February 16, 2024 - 10:00am

French lifestyle magazines have always been political. That’s why presidents appear on their front covers during the long August holiday, showing off their chest hair or worse, as they frolic on Riviera beaches with an equally scantily clad wife or girlfriend. 

Heads of state realise how important it is to get the key messages across: they are virile and glamorous, and if you share their views (and of course vote for them) you too could one day be living the same leisured dream.

Odd, then, that Playboy —  the veteran erotic glossy that is euphemistically referred to as a magazine de charm in France — is now being criticised for running too much hard-Right politics in between its images of buxom nudes. A long interview with Jean Messiha, an Egyptian-French polemicist, is said to indicate an unacceptable lurch towards extremist populism.

Messiha, a former advisor to presidential hopeful Marine Le Pen and now supporting the even more reactionary Éric Zemmour, is certainly controversial on law and order. Last year he helped raise more than €1.5 million for the family of a policeman charged with shooting dead a teenage joy rider. The victim, Nahel Merzouk, was from an ethnic minority immigrant background, and his death triggered weeks of rioting as thousands protested against discriminatory policing.  

The fundraising was controversial but — as it involved those who vote for both Le Pen and Zemmour — support for it was broad and loud. Suggesting that their most prominent mouthpieces, such as Messiha, have no place in middle-market magazine journalism, let alone the wider media, is patently absurd.  

Libération, the Left-wing Paris daily, appears to be Playboy’s strongest critic, claiming in an editorial that “freeing extreme-right speech” was some kind of Gallic “taboo” that Playboy was trying to break. 

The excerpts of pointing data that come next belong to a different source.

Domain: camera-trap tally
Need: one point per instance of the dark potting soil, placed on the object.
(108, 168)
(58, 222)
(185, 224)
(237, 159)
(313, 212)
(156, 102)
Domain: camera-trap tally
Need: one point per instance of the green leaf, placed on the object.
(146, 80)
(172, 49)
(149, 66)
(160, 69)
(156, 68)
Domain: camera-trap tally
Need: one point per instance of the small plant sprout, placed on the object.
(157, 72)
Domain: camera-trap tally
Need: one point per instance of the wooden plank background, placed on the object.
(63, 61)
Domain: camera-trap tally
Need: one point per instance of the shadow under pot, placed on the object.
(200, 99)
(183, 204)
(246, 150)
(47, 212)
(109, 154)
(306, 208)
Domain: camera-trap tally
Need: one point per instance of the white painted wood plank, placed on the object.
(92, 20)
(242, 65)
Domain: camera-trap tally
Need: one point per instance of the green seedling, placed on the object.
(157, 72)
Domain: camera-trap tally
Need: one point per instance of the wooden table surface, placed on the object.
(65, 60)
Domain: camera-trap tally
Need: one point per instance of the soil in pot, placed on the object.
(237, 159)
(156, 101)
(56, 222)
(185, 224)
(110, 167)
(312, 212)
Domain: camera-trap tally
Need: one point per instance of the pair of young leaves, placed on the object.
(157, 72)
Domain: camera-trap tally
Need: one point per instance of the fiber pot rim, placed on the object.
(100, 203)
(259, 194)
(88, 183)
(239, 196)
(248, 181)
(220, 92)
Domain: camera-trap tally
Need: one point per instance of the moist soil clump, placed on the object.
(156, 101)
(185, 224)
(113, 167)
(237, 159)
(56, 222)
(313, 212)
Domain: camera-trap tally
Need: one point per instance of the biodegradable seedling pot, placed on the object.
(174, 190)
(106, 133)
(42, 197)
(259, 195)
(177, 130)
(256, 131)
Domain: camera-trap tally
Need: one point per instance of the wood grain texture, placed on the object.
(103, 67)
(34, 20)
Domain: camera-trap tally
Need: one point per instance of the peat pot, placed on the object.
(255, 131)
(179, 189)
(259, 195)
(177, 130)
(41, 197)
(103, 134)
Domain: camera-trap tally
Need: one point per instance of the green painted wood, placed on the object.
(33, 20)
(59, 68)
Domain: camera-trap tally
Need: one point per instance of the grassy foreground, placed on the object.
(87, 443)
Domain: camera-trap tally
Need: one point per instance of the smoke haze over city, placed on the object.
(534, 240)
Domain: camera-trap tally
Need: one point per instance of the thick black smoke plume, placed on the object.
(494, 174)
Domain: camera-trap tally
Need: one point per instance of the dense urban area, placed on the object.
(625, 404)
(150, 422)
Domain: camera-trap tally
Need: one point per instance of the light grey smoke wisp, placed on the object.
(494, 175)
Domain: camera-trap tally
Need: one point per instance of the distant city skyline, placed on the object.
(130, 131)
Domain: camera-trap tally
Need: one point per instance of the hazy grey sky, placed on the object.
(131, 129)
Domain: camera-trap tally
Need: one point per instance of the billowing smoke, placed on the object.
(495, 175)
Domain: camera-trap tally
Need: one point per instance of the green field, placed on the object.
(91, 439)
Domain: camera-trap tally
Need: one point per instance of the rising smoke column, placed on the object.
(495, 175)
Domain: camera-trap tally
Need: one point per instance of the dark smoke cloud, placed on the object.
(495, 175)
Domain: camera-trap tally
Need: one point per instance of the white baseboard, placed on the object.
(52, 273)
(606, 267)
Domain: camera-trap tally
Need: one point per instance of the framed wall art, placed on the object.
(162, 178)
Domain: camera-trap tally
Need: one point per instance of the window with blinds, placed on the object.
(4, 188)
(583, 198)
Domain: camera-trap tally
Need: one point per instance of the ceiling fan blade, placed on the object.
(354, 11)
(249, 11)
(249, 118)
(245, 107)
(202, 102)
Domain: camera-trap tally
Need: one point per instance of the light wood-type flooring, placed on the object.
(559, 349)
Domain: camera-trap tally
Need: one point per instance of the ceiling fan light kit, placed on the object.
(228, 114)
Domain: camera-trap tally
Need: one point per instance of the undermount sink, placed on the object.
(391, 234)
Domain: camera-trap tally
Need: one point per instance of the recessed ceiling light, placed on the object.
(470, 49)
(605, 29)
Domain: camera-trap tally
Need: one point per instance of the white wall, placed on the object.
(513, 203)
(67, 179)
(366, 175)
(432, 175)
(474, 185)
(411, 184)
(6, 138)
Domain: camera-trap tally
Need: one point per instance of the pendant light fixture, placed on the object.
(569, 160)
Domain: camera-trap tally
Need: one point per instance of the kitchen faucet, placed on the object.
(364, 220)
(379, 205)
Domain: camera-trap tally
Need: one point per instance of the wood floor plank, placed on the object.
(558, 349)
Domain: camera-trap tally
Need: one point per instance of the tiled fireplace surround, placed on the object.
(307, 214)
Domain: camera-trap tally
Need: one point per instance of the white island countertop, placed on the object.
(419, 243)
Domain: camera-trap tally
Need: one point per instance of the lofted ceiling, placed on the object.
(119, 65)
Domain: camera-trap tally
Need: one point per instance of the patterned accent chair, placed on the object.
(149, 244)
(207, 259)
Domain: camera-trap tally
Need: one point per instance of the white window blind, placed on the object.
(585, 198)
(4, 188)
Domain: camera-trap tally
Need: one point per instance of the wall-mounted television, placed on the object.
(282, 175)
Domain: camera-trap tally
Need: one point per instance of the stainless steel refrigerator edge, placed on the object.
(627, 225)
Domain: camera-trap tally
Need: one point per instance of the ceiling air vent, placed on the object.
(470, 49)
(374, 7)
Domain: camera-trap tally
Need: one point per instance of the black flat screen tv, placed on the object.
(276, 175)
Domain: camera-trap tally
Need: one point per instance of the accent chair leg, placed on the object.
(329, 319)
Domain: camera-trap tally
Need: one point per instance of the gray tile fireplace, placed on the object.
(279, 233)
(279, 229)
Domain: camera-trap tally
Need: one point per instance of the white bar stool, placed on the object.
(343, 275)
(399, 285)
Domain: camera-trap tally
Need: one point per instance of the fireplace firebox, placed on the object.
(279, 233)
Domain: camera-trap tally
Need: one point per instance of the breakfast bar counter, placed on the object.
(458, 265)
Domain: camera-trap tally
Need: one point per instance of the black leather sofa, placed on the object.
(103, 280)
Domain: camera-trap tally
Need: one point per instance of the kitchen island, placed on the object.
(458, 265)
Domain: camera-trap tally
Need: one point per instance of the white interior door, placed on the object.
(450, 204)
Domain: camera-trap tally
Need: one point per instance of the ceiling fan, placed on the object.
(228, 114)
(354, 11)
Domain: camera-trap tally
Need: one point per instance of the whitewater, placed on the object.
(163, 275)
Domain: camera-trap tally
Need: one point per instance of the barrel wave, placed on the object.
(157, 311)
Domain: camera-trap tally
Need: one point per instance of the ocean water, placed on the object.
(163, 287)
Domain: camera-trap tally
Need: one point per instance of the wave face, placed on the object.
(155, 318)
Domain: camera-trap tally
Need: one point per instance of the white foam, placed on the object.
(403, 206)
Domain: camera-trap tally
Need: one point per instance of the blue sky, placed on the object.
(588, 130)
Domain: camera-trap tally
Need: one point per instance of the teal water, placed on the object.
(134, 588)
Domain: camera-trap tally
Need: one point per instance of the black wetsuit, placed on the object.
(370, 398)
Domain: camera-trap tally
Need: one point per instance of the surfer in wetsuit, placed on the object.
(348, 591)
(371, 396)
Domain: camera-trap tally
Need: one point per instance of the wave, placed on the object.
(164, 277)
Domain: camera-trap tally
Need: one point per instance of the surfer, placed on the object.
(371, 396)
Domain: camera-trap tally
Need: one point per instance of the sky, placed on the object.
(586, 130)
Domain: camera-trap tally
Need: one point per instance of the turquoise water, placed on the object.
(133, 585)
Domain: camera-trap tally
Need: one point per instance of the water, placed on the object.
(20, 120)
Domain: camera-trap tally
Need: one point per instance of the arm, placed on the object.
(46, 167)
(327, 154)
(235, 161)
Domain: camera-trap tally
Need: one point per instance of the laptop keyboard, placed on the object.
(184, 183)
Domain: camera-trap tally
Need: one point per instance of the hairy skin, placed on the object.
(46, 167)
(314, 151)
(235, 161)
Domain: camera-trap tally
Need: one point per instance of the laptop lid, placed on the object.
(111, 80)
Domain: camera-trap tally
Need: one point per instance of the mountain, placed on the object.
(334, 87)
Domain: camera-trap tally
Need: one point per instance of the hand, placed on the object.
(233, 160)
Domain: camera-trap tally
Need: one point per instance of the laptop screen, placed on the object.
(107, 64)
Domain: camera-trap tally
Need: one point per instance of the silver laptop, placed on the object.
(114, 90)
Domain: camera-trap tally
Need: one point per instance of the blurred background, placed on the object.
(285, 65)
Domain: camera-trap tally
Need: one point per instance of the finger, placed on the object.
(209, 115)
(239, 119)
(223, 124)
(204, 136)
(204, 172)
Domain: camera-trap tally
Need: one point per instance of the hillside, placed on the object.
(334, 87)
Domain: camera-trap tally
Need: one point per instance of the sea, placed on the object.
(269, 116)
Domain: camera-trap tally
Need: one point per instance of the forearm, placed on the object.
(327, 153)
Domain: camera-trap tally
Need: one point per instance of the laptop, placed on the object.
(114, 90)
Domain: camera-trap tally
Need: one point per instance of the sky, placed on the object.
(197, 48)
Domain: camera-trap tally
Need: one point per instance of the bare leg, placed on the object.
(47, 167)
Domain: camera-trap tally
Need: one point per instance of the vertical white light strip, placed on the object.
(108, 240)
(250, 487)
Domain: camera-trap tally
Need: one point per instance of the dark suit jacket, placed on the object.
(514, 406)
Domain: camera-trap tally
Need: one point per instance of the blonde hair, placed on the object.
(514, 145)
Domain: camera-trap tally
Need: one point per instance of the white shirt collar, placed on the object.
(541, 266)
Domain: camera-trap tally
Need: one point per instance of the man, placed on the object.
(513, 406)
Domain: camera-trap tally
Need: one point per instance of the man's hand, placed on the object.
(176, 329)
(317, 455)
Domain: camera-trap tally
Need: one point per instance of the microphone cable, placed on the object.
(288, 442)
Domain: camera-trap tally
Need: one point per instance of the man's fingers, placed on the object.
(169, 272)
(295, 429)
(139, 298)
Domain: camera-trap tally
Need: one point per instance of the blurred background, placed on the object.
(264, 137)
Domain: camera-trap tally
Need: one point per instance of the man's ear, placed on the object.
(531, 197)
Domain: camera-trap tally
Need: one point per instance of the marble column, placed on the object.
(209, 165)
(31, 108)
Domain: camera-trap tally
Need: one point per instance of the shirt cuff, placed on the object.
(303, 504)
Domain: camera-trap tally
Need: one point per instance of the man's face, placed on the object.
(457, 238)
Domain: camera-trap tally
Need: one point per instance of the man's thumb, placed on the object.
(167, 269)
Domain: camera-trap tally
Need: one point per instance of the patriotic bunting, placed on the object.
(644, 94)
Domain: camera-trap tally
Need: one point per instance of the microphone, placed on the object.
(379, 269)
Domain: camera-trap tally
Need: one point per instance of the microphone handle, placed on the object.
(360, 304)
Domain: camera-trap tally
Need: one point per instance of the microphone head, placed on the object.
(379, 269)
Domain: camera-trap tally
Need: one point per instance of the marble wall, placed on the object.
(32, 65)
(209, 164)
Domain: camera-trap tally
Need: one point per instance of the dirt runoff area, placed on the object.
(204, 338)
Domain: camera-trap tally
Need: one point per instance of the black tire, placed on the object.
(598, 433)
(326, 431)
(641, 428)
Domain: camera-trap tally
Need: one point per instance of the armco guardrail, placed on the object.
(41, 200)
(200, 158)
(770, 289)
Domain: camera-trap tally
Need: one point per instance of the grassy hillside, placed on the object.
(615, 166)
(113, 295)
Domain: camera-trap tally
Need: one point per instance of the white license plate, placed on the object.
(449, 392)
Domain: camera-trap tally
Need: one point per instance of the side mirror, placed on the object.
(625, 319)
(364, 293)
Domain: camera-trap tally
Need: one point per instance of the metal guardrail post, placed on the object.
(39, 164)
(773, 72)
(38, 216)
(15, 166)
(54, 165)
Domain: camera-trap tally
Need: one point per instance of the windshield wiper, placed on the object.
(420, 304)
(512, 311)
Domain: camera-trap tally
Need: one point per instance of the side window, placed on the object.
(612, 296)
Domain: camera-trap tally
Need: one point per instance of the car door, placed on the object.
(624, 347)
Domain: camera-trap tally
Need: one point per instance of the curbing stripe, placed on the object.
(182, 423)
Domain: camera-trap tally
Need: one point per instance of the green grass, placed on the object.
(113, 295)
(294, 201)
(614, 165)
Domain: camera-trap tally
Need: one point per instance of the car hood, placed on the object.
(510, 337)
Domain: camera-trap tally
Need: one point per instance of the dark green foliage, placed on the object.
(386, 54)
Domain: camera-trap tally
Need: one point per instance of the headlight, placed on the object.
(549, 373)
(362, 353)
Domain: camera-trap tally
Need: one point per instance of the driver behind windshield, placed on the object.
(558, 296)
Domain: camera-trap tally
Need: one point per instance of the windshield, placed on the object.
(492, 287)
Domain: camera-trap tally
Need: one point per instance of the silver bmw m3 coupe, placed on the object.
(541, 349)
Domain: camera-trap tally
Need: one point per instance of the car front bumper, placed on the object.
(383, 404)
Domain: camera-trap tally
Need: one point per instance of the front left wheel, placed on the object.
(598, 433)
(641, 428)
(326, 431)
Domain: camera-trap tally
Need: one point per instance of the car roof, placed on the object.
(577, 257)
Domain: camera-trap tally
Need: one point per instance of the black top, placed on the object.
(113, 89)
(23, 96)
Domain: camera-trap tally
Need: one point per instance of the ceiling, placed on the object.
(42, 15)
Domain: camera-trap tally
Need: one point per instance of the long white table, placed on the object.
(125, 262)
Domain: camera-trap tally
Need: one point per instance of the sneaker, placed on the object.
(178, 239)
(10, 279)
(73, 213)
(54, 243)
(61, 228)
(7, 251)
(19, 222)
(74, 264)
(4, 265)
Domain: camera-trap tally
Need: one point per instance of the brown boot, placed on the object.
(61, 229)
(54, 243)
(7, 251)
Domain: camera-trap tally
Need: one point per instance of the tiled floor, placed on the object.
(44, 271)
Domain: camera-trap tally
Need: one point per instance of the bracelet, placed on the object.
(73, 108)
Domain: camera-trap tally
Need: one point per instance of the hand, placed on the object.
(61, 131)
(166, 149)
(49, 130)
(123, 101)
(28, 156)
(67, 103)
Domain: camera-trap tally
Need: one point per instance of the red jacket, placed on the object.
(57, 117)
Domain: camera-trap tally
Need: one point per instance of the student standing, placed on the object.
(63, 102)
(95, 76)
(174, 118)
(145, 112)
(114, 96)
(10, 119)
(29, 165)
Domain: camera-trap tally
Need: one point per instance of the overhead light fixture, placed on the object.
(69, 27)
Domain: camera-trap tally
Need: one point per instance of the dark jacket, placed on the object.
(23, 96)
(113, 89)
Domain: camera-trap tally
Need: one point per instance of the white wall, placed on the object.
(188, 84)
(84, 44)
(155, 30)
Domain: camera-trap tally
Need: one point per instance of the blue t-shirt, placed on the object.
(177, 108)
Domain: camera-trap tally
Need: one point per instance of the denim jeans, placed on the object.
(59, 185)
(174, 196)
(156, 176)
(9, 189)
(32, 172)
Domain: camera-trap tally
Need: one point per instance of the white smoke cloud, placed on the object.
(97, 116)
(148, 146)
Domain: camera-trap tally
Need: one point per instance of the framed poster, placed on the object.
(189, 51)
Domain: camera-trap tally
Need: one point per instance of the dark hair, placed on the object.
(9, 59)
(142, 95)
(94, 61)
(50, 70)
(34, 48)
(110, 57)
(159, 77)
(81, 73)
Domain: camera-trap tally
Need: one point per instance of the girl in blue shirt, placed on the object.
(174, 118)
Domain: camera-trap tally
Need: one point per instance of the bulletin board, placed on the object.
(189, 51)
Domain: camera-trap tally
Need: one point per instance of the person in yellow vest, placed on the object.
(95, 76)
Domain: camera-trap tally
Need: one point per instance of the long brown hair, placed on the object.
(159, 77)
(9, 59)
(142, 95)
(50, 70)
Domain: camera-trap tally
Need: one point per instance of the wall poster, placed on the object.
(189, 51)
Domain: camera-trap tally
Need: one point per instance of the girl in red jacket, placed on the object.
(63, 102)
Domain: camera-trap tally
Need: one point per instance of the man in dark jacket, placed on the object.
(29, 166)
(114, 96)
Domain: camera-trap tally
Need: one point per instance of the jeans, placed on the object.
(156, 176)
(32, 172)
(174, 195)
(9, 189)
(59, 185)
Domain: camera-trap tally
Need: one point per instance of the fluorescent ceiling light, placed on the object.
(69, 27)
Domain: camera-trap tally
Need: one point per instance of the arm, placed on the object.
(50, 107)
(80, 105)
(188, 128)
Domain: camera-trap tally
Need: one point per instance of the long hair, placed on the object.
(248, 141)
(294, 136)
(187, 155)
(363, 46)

Libé was actually founded by Jean-Paul Sartre, the existentialist philosopher and writer who never stopped breaking taboos, not least of all ones concerning his own country. He criticised everyone and everything, from petty bourgeoise morality to long-standing French government economic and foreign policy. Needless to say, Sartre granted a wonderful interview to Playboy in May 1965 — one full of wise quotes, including: “My duty as an intellectual is to think, to think without restriction, even at the risk of blundering.”

The truth is that Playboy, which was founded in Chicago in 1953 before international editions emerged in countries such as France, has always run controversial pieces. Statesmen interviewed by its journalists over the years have ranged from the late Martin Luther King Jr. to Donald Trump.  

Those complaining about imbalance might also note that French politician Marlène Schiappa was a government minister when she posed on the cover of Playboy last year. The pictures and accompanying interview helped ensure the magazine’s early editions sold out within hours, with its monthly sales shooting from 30,000 to 100,000. Schiappa is also a feminist author, and by no means of the Right — extreme or otherwise.

Like all market-driven publications, Playboy follows the zeitgeist. Its editors are well aware that parties such as Le Pen’s Rassemblement National are doing extremely well in the opinion polls, and considerable gains are expected in European Parliament elections in June. This is all to the detriment of Schiappa’s former boss, President Emmanuel Macron, whose own Renaissance party is floundering badly. 

All publications and broadcast outlets are in some way political, and they naturally strive to reflect public opinion. You don’t have to be Jean-Paul Sartre to accept such universal truths, and that’s why criticism of Playboy editors for doing their job is so short-sighted.


Peter Allen is a journalist and author based in Paris.